Analisi gratis per amici e parenti, 141 indagati al Grassi di Ostia
A usufruire della “corsia preferenziale” 523 tra parenti e amici dei medici ed infermieri. L’attività investigativa era partita nel novembre 2017 da una denuncia presentata nei confronti di un’infermiera del reparto di chirurgia, estendendosi a “macchia d’olio” in tutto il nosocomio.

Sono 141 – tra medici e paramedici – i dipendenti dell’ospedale “G.B. Grassi” di Lido di Ostia denunciati all’Autorità Giudiziaria dai Finanzieri del Comando Provinciale di Roma per aver permesso ad amici e parenti di eseguire accertamenti diagnostici completamente gratuiti senza seguire le ordinarie liste di attesa. L’attività investigativa delle Fiamme Gialle del 6° Nucleo Operativo Metropolitano di Roma, diretta e coordinata dalla Procura della Repubblica capitolina, ha preso le mosse nel novembre 2017 da una denuncia presentata nei confronti di un’infermiera del reparto di chirurgia, estendendosi a “macchia d’olio” in tutto il nosocomio.

“I militari – spiega una nota della Guardia di Finanza – hanno proceduto ad un meticoloso esame dei tabulati relativi alle prestazioni erogate e all’assunzione di testimonianze, individuando artefici e beneficiari della truffa che, oltre a danneggiare il Servizio Sanitario Nazionale, ha leso i diritti degli altri utenti i quali, prenotandosi regolarmente al C.U.P., dovevano attendere il proprio turno prima di sottoporsi a un esame diagnostico”.

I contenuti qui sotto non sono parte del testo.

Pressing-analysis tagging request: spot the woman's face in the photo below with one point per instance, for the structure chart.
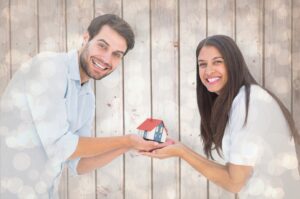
(212, 69)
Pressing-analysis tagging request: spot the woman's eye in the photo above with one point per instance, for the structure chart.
(118, 55)
(202, 65)
(103, 46)
(218, 62)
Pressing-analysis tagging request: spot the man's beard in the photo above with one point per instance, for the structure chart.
(85, 66)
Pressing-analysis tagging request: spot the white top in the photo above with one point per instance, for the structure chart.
(43, 111)
(263, 143)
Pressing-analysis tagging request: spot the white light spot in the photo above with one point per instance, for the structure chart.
(41, 187)
(21, 161)
(14, 185)
(27, 193)
(33, 174)
(257, 187)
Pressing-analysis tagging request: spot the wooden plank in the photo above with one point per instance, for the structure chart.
(164, 24)
(249, 34)
(192, 13)
(137, 96)
(220, 13)
(296, 68)
(109, 116)
(51, 24)
(4, 45)
(277, 49)
(79, 14)
(23, 20)
(220, 17)
(52, 27)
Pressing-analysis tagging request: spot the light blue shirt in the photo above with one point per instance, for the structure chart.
(43, 112)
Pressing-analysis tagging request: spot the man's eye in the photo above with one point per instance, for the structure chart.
(202, 65)
(103, 46)
(118, 55)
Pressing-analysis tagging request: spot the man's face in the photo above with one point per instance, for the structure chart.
(101, 55)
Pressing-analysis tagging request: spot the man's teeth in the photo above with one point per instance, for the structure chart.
(99, 66)
(210, 80)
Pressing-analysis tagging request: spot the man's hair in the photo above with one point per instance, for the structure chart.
(114, 22)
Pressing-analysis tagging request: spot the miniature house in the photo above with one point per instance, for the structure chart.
(153, 129)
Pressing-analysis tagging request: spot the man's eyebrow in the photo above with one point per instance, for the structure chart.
(103, 41)
(217, 58)
(106, 43)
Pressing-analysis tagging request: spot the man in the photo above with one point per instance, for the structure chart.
(47, 113)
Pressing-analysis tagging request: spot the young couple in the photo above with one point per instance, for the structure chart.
(48, 107)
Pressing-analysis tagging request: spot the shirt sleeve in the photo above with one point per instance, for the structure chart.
(246, 140)
(46, 84)
(84, 131)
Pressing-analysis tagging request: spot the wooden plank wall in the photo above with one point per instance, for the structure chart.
(157, 78)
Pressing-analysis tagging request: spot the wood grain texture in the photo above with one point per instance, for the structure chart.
(52, 37)
(278, 49)
(192, 29)
(4, 45)
(24, 34)
(165, 91)
(137, 96)
(296, 68)
(249, 35)
(221, 17)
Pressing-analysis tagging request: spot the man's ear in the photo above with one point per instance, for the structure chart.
(86, 38)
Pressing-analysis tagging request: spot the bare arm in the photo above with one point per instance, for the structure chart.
(88, 164)
(231, 177)
(90, 147)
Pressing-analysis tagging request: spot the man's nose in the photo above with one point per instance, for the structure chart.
(107, 57)
(209, 69)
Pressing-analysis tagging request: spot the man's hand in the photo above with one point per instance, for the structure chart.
(138, 143)
(171, 150)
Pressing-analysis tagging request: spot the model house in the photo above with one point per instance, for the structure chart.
(153, 129)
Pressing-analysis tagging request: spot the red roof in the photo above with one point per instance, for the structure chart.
(149, 124)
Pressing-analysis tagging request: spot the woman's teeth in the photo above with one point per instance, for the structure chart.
(214, 79)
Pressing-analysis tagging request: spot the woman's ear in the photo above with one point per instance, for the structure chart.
(86, 37)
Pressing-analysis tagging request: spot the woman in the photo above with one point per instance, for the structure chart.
(247, 125)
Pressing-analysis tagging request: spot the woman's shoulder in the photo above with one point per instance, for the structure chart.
(257, 94)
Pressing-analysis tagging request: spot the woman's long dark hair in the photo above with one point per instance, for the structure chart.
(214, 109)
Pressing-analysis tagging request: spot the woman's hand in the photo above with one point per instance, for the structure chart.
(173, 149)
(138, 143)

La pratica fraudolenta era “piuttosto semplice quanto diffusa”: la persona bisognosa di una prestazione si rivolgeva a uno dei sanitari compiacenti che, grazie alla password personale per l’accesso al sistema informativo dell’ospedale, avanzava richiesta all’articolazione competente. Eseguito l’esame diagnostico ovvero l’analisi chimico-clinica, gli stessi sanitari venivano in possesso del referto, che provvedevano a consegnare al beneficiario, evitando così il pagamento del ticket alla Regione Lazio.

A usufruire della “corsia preferenziale” 523 tra parenti e amici dei medici ed infermieri, questi ultimi a loro volta beneficiari dell’illecito sistema.

Oltre a dover rispondere all’Autorità Giudiziaria ordinaria del reato di truffa aggravata ai danni del Servizio Sanitario Nazionale, gli indagati saranno sottoposti al giudizio della Corte dei Conti per il danno cagionato all’Erario.